Many researchers at the facility had a misperception of the United States pork industry. While swine veterinarians realize that 5 to 7% mortality is common in finishers, and that pigs often do not receive individual veterinary care, the Plum Island personnel believed that diagnostics are performed frequently on any and all dead pigs. Researchers and many government employees do not understand that "pigs are on wheels" and are moving daily. They talked about the "night of lights" in the Netherlands, when the classical swine fever outbreak occurred and producers transported pigs at night to avoid enforcement of restricted movement. The state of Iowa alone receives nearly 1 million pigs monthly in addition to the intrastate movement of another million. Thus, pigs are on the move and the risk of an FAD outbreak is amplified.

Foreign animal diseases studied and observed during the training school were exoticNewcastle disease and highly pathogenic avian influenza of poultry, foot-and-mouth disease, classical swine fever, African swine fever, heartwater disease, African horse sickness, rinderpest, sheep pox, and related pox viruses. These diseases were observed in live animals, and the progress of the disease was recorded daily. All animals were necropsied at death or were euthanized for tissue collection.
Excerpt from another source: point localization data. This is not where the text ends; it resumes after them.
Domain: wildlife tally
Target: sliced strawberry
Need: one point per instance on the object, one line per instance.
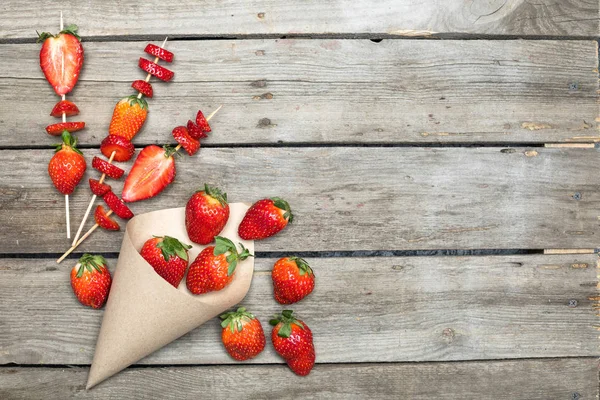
(159, 52)
(156, 70)
(183, 137)
(111, 170)
(202, 122)
(143, 87)
(117, 205)
(122, 147)
(99, 189)
(152, 171)
(57, 129)
(195, 131)
(64, 106)
(105, 221)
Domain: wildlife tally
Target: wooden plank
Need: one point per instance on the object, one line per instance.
(348, 198)
(524, 379)
(327, 91)
(276, 17)
(385, 309)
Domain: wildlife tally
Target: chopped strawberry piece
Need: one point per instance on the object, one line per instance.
(122, 147)
(99, 189)
(57, 129)
(183, 137)
(159, 52)
(111, 170)
(156, 70)
(64, 106)
(117, 205)
(143, 87)
(105, 221)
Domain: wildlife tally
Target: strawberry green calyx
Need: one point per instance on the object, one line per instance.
(171, 247)
(90, 262)
(235, 319)
(284, 205)
(287, 319)
(223, 246)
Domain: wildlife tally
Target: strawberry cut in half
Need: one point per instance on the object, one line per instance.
(61, 58)
(110, 170)
(122, 147)
(143, 87)
(117, 205)
(156, 70)
(58, 129)
(152, 171)
(64, 106)
(189, 144)
(105, 221)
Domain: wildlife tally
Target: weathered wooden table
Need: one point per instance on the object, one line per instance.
(446, 191)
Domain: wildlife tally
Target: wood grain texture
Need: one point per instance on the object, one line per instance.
(348, 198)
(326, 91)
(226, 18)
(385, 309)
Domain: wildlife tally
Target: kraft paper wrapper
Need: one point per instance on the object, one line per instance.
(144, 312)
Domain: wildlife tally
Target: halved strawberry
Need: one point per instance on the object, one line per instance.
(61, 58)
(57, 129)
(143, 87)
(111, 170)
(64, 106)
(202, 122)
(156, 70)
(99, 189)
(152, 171)
(117, 205)
(181, 135)
(122, 147)
(105, 221)
(159, 52)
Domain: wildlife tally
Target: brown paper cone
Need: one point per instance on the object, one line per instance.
(144, 312)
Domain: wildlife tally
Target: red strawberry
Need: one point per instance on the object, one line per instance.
(57, 129)
(214, 267)
(117, 205)
(242, 335)
(292, 340)
(104, 220)
(90, 280)
(64, 106)
(97, 188)
(189, 144)
(206, 213)
(293, 279)
(61, 58)
(109, 169)
(168, 256)
(143, 87)
(265, 218)
(122, 147)
(152, 172)
(128, 117)
(67, 166)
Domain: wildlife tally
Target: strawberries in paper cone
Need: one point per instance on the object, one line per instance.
(144, 312)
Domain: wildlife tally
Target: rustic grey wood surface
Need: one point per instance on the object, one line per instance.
(326, 91)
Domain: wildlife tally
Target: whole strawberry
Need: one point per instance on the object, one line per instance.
(265, 218)
(206, 213)
(292, 340)
(293, 279)
(67, 166)
(242, 335)
(214, 267)
(90, 280)
(168, 256)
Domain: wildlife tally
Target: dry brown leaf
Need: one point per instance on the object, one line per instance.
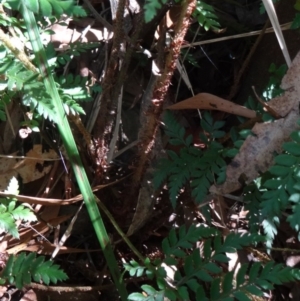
(211, 102)
(257, 152)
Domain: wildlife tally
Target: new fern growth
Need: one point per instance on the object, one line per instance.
(22, 269)
(10, 212)
(188, 273)
(191, 163)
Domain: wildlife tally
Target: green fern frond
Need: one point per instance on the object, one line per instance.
(10, 212)
(21, 269)
(206, 16)
(151, 7)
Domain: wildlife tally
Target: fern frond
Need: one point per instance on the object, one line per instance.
(206, 16)
(151, 7)
(21, 269)
(10, 212)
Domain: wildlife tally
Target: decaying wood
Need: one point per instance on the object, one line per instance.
(257, 153)
(149, 128)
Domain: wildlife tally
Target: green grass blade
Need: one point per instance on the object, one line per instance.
(71, 148)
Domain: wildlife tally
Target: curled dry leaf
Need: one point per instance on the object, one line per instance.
(257, 153)
(211, 102)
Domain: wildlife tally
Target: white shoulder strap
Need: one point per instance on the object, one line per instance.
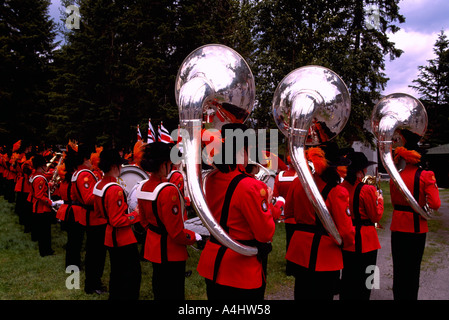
(34, 177)
(151, 196)
(171, 173)
(75, 176)
(283, 178)
(100, 192)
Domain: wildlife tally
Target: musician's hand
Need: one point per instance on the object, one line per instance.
(379, 196)
(270, 194)
(57, 203)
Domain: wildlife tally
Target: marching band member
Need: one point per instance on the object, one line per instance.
(317, 259)
(42, 204)
(161, 210)
(366, 205)
(110, 204)
(281, 186)
(241, 204)
(83, 181)
(408, 228)
(75, 231)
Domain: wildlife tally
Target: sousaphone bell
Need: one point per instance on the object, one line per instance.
(214, 84)
(311, 105)
(395, 112)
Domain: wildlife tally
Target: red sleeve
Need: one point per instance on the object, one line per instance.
(338, 205)
(373, 206)
(431, 190)
(253, 204)
(117, 209)
(85, 183)
(290, 200)
(169, 210)
(40, 188)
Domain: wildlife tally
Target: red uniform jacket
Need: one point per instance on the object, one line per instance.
(83, 182)
(329, 256)
(282, 183)
(115, 211)
(23, 179)
(249, 219)
(428, 193)
(371, 210)
(177, 178)
(39, 195)
(64, 209)
(163, 246)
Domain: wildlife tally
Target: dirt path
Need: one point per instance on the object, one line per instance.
(434, 280)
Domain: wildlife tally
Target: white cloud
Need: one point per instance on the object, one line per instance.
(418, 49)
(424, 21)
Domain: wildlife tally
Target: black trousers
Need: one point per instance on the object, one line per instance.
(95, 257)
(43, 232)
(407, 250)
(126, 274)
(217, 291)
(289, 230)
(75, 237)
(354, 276)
(315, 285)
(169, 280)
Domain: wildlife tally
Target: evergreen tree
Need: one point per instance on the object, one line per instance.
(119, 68)
(334, 34)
(26, 45)
(433, 79)
(433, 86)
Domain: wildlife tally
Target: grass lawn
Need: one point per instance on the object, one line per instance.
(25, 275)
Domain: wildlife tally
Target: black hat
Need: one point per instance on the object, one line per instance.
(411, 141)
(155, 154)
(227, 133)
(108, 158)
(359, 161)
(335, 156)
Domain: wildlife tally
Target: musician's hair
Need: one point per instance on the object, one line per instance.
(108, 159)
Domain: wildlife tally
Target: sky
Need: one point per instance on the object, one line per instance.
(424, 21)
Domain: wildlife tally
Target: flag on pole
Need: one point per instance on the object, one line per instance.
(164, 136)
(139, 136)
(151, 135)
(179, 135)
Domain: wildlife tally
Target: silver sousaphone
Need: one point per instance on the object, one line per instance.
(311, 105)
(398, 111)
(215, 83)
(129, 179)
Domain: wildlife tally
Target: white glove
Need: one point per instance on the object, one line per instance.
(280, 199)
(57, 203)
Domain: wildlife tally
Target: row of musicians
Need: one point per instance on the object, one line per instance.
(243, 206)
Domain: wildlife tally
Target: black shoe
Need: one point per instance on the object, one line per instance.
(49, 253)
(98, 291)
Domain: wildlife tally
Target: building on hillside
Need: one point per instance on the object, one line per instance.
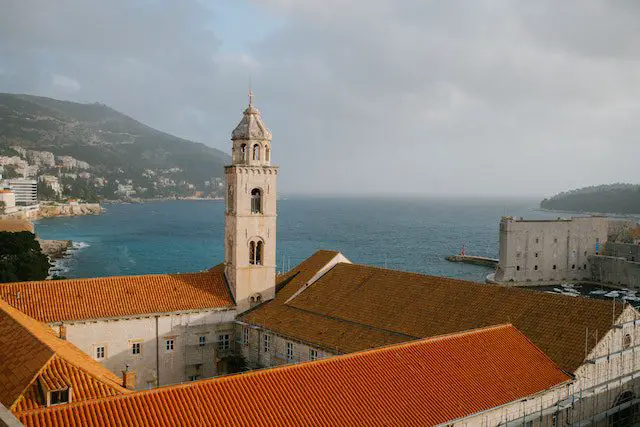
(175, 328)
(16, 225)
(7, 202)
(38, 369)
(549, 250)
(425, 382)
(619, 265)
(26, 191)
(53, 182)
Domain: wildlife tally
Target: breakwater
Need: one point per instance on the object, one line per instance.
(475, 260)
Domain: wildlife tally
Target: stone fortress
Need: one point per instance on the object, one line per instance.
(574, 249)
(344, 344)
(549, 250)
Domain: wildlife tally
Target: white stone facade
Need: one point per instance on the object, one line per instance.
(250, 217)
(549, 250)
(201, 340)
(26, 191)
(262, 348)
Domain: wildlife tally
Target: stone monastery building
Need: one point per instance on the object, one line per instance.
(327, 343)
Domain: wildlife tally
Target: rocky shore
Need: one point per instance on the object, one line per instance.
(54, 249)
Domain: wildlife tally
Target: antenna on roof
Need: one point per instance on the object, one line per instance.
(586, 341)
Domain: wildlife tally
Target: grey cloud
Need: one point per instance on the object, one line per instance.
(465, 97)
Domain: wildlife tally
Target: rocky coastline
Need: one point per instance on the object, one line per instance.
(55, 249)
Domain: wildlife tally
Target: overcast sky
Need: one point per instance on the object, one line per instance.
(482, 97)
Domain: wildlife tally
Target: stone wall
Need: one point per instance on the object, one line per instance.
(615, 271)
(154, 363)
(628, 251)
(548, 250)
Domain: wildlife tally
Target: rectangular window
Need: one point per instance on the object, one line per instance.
(59, 396)
(289, 351)
(223, 342)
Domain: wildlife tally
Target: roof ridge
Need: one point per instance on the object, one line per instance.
(38, 373)
(5, 306)
(56, 346)
(94, 279)
(266, 371)
(472, 283)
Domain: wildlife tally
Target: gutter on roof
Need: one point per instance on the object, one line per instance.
(137, 316)
(520, 421)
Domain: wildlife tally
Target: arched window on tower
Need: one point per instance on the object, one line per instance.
(256, 201)
(243, 153)
(252, 252)
(259, 252)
Each day classes were held for 2 to 4 hours to review the many other diseases that occur around the world. Because of the nature and the biosecurity risk of these infectious agents, numerous showers were taken each day and clothing was discarded. All animal tissue at the facility is disposed of by incineration. The daily trip to the island was by boat. Rough seas apparently are common during the winter because of the "nor'easters", which are storms coming from the northeast. High waves caused some people to experience classical seasickness daily, which made class long and miserable!

This experience was special because it allowed me to be involved with the training process and to provide some of the teachers and researchers with information about the pork industry. I learned about foreign animal diseases and realized that diagnostics will be vitally important to differentiate FADs from commonly seen diseases. Since our industry is at risk, everyone with a stake in the industry must cooperate to become better educated about FADs and more familiar with the FAD response and reporting system. I encourage other swine practitioners to attend this school.